Museo Nacional de las Intervenciones
Located in a building dating back over 300 years and which was a monastery built on top of an Aztec shrine is the Museo Nacional de lasIntervenciones. This museum is split into two sections: the first shows the history of the site during the period when it was used as a monastery whilst the second displays artifacts related to the conflicts which have occurred on Mexican soil and shows how the modern Mexican republics have been shaped by them. It is a good idea to prebook a guide in English or Spanish to get the most out of your visit.
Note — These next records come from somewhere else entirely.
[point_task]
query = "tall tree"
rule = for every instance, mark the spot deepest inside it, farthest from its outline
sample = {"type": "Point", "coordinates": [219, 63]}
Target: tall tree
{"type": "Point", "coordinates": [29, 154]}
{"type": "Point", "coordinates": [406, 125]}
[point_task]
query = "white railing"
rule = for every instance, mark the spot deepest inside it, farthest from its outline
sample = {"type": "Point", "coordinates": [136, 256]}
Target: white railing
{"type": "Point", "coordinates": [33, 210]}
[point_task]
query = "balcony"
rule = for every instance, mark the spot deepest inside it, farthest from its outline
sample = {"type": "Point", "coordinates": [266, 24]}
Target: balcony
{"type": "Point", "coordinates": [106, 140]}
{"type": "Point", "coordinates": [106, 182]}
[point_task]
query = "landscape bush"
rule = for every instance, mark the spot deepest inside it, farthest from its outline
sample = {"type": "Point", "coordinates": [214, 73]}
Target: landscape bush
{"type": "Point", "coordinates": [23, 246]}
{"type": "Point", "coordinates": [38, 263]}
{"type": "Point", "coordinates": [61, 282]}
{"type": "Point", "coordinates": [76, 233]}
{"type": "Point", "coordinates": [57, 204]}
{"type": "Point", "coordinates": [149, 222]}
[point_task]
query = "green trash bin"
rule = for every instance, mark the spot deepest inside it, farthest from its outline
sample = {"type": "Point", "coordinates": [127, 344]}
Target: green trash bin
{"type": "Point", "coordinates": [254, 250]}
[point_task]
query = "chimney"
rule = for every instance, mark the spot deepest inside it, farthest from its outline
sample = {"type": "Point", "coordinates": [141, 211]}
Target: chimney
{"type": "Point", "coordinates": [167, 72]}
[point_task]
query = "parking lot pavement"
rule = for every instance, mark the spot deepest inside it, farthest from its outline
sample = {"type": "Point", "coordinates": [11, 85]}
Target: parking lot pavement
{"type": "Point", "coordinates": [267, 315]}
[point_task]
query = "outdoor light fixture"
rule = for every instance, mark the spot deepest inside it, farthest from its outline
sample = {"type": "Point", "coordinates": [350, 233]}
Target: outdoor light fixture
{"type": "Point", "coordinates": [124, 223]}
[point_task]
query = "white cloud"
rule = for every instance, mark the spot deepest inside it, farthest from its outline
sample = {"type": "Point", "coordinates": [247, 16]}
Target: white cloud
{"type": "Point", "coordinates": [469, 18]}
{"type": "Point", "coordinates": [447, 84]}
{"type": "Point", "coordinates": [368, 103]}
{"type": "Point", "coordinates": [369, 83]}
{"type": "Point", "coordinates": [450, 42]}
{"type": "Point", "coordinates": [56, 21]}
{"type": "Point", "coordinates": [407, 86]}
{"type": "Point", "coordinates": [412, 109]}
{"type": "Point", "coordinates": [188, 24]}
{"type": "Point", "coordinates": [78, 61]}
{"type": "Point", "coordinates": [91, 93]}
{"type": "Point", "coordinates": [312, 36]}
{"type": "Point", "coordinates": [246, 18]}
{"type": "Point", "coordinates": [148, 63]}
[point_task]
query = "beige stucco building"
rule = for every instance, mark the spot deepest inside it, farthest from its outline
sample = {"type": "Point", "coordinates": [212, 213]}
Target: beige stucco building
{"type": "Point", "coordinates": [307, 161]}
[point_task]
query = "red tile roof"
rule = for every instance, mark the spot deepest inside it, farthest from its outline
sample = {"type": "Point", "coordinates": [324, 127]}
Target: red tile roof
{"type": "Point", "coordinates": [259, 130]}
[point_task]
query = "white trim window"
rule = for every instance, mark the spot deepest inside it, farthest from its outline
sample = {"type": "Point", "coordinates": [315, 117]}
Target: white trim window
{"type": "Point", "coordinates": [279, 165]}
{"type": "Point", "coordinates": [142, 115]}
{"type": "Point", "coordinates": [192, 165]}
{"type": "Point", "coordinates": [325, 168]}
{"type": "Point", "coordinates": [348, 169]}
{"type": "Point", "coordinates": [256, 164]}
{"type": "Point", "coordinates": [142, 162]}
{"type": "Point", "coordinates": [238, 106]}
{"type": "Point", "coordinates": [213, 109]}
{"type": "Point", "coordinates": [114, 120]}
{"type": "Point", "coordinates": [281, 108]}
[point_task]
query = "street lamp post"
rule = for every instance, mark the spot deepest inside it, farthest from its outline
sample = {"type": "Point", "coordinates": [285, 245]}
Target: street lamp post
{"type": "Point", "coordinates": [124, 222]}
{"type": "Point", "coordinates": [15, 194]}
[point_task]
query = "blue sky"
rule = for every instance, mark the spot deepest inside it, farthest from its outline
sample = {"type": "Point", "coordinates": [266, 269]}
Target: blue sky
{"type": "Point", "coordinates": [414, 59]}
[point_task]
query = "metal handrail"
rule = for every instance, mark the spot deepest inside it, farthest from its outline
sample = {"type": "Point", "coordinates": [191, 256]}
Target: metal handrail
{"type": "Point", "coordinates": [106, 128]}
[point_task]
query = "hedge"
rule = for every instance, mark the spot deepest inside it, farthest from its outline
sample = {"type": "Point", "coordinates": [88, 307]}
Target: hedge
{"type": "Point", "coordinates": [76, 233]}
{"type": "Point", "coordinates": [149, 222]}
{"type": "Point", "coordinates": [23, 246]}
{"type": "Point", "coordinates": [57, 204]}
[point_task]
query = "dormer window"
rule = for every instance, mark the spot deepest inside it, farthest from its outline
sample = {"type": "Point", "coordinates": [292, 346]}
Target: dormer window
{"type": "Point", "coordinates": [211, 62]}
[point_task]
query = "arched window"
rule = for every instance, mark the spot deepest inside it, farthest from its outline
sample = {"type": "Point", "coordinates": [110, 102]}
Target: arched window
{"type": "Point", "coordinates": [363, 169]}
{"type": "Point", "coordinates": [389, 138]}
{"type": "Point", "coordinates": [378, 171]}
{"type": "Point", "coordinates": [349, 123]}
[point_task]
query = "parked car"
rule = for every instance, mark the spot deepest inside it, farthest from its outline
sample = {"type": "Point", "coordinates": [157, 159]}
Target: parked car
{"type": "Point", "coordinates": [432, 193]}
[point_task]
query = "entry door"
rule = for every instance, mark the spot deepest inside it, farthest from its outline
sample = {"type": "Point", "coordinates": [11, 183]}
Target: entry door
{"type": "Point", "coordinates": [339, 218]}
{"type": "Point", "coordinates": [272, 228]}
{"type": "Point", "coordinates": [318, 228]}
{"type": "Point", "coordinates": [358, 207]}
Church and Ex-Convent of San Juan Bautista
The church of San Juan Bautista, located in the heart of Coyoacán, is considered to be one of the most beautiful churches in Mexico City. Being one of the oldest Catholic sacred places of worship in the Mexican Valley, this church was declared a national monument in 1934 and was in fact built on top of a Calmecac, a school for the children of Aztec nobles. This church, with its baroque architecture, has a spiritual atmosphere which exudes beauty and positivity. Take a look round the former convent which is attached to the church where you can see ruins of the Calmecac.
Mercado de Coyoacán
Stop by at the Mercado de Coyoacán to get a feel for a typical Mexican market. This is a place at which you can find anything and everything that you may need, from groceries to artisan items. Particularly good for local handicrafts, the Mercado de Coyoacán is the perfect spot at which to hunt round for souvenirs at prices which are generally lower than those in central Mexico City. Apart from shopping, this site also makes a good place to grab a bite to eat during your sightseeing adventures.